Thursday, September 4, 2008

The Sikorsky X-2: A Half Way Solution

As reported by Aviation Week and Flight Global, Sikorsky has recently completed the first test flight of its X2 high speed, compound helicopter. Sikorsky expects this rotorcraft to have a maximum speed of 250 knots when all stages of testing are complete. The X2 has been in development this decade, and is a follow up to the Advancing Blade Concept Demonstrator of the 1970s known as the Sikorsky S-69 / XH-59. The new X2 is using fly-by-wire controls to help minimize blade vibration that created problems for the earlier S-69 / XH-59.

If the X2 can really fly at 250 knots, it will be about 100 knots faster than most helicopters today. That is a quite significant advance in rotorcraft speed, and Sikorsky should be commended for this advance. A reasonably fast vertical takeoff and landing (VTOL) craft is certainly desirable.

But, at Aeromobile Inc. we think that faster helicopters are still not the ideal VTOL craft. We prefer an airplane with vertical capabilities to a helicopter that flies faster.
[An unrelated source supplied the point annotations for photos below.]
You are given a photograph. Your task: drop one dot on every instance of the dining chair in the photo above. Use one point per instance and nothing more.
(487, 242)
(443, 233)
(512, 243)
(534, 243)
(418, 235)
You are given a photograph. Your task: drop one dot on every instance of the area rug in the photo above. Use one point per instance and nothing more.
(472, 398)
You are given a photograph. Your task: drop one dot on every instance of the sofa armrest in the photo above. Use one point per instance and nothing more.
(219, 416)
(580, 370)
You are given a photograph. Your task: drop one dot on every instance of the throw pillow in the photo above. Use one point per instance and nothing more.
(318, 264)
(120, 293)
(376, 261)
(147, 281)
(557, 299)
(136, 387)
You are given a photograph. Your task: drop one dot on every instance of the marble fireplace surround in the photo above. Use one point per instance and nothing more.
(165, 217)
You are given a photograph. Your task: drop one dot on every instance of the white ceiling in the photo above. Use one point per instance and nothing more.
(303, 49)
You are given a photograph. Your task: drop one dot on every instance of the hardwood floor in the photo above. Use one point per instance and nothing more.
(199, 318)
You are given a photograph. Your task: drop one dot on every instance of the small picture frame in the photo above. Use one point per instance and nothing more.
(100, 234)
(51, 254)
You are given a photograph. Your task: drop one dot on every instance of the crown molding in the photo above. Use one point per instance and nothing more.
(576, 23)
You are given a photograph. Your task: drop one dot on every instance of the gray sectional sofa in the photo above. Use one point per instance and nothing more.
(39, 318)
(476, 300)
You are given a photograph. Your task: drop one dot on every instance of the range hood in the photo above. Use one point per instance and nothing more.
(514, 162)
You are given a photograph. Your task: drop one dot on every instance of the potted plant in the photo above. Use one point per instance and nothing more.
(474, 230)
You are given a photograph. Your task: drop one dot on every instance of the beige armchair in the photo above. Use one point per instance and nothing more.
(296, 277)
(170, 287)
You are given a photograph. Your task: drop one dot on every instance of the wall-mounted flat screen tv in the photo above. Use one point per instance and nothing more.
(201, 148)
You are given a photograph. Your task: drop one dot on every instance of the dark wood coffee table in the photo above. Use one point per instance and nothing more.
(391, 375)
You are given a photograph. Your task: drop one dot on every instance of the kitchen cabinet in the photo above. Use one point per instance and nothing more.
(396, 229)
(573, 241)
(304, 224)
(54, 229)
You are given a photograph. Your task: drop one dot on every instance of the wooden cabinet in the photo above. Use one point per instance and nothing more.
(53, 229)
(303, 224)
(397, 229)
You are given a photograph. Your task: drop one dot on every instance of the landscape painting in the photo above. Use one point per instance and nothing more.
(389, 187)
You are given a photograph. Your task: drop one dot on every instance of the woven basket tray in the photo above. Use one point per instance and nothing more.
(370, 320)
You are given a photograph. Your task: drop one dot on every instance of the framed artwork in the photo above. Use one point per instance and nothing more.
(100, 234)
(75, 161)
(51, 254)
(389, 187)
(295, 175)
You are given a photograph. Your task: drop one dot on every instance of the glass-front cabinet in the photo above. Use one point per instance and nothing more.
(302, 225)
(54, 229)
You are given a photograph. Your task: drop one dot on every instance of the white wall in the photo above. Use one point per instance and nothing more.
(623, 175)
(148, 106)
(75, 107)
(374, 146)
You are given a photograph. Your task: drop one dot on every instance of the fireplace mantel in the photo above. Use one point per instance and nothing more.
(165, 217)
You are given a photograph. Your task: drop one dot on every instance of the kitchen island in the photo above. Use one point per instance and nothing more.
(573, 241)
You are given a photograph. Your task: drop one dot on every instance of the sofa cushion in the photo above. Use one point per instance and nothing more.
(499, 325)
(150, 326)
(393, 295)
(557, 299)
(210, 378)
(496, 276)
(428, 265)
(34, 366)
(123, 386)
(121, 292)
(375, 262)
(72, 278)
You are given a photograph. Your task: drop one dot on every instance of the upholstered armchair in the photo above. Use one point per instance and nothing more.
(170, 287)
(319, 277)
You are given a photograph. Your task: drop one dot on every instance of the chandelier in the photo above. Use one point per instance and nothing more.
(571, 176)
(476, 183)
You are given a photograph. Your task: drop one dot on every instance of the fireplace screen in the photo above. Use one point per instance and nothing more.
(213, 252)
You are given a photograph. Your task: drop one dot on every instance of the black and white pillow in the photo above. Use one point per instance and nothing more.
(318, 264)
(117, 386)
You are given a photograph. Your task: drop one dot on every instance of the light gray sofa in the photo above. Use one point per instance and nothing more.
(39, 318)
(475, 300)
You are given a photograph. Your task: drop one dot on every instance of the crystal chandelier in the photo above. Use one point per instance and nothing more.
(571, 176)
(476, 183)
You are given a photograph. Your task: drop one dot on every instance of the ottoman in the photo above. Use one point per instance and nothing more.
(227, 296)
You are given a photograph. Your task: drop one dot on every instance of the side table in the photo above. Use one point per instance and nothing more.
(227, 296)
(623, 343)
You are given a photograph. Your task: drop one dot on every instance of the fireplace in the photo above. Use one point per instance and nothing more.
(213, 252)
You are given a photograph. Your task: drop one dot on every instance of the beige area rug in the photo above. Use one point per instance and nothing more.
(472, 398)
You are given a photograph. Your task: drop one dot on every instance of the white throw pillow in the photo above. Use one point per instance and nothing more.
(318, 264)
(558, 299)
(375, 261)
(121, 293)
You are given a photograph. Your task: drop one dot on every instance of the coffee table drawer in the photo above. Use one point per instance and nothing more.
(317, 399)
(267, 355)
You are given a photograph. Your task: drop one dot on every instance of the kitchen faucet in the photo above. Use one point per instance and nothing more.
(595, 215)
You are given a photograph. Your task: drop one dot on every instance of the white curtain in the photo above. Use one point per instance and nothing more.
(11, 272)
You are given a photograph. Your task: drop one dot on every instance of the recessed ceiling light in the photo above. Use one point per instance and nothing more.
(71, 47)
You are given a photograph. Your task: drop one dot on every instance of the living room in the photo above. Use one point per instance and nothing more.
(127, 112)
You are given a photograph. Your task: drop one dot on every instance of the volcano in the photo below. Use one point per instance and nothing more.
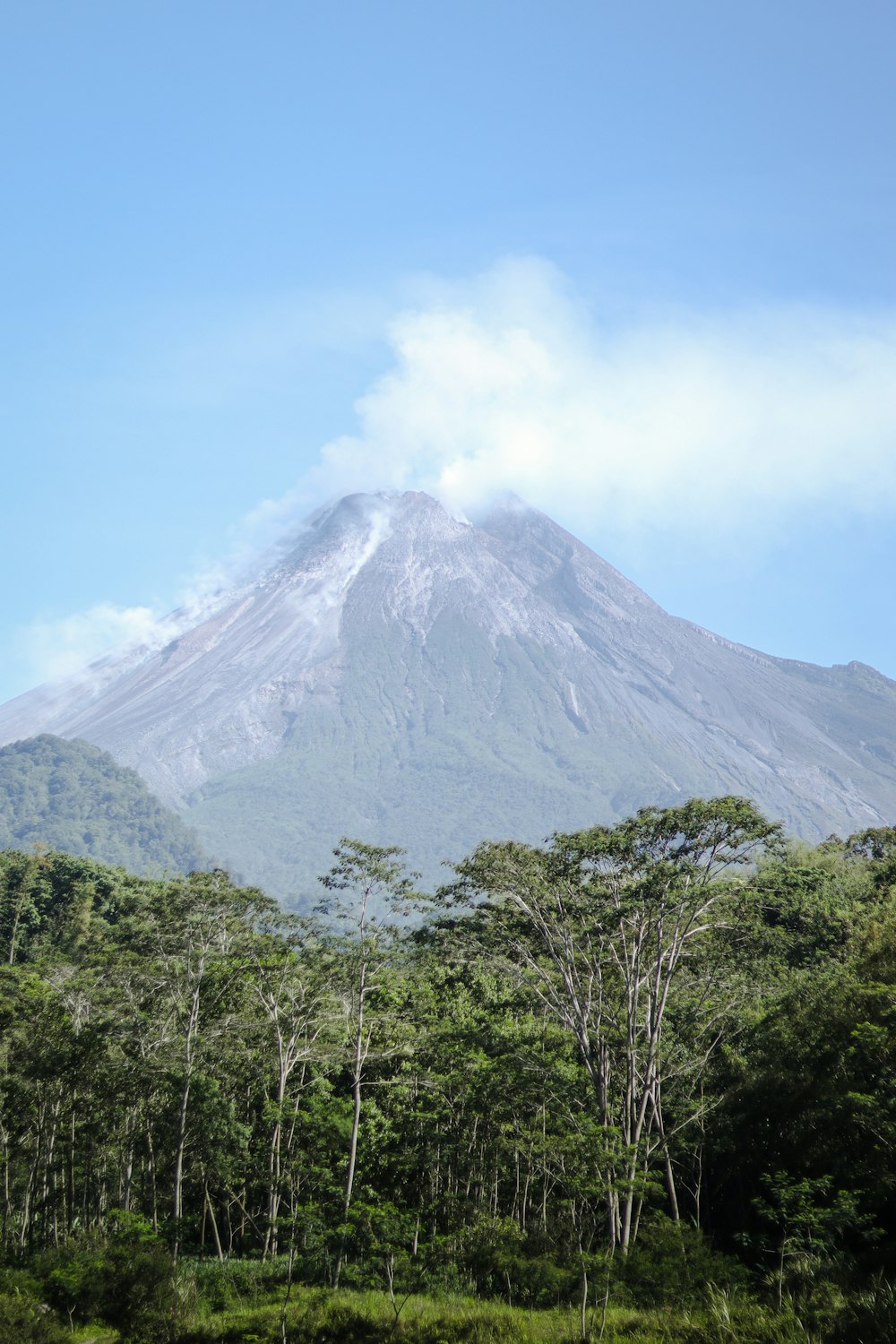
(408, 677)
Our reasons include:
  • Airplanes are inherently safer than helicopters, requiring less maintenance and glidable to earth when power fails. All rotorcraft must have a minimum altitude usually 1500 feet to auto rotate, and it remains to be seen how well the counter-rotating rotors of the X2 auto rotate in the event of power loss.
  • With the X2, the slowing of the rotors to prevent them from going supersonic and vibrating excessively has to be done with computer assistance (the"fly-by-wire" element of the control system). This adds complexity, and we will see how reliable that control system works. We feel that complexity means more expense and more risk for failure.
  • The requirement of special rotorcraft training, and the high price limits the availability of helicopters to many that need vertical flight.
  • Helicopters basically force themselves in the air and need constant rotor action to remain in the air. They do not have the aerodynamic efficiencies of airplanes and consume more fuel, which in periods of high fuel costs makes them even more expensive and therefore less available.
We have touted our Arc Wing VTOL Airplane many times in this blog and on our website. We still feel that an airplane with vertical flight capabilities is the best VTOL of all. Our Arc Wing VTOL will fly 100 knots faster than the proposed 250 knots of the X2. It is mechanically far simpler than any helicopter, especially the more complex X2. It can be flown by an airplane pilot without any computer assistance or complicated mechanisms in changing from vertical to horizontal mode and vice-versa. And, with its simpler design, it will be considerably less expensive to build and operate than a fast helicopter.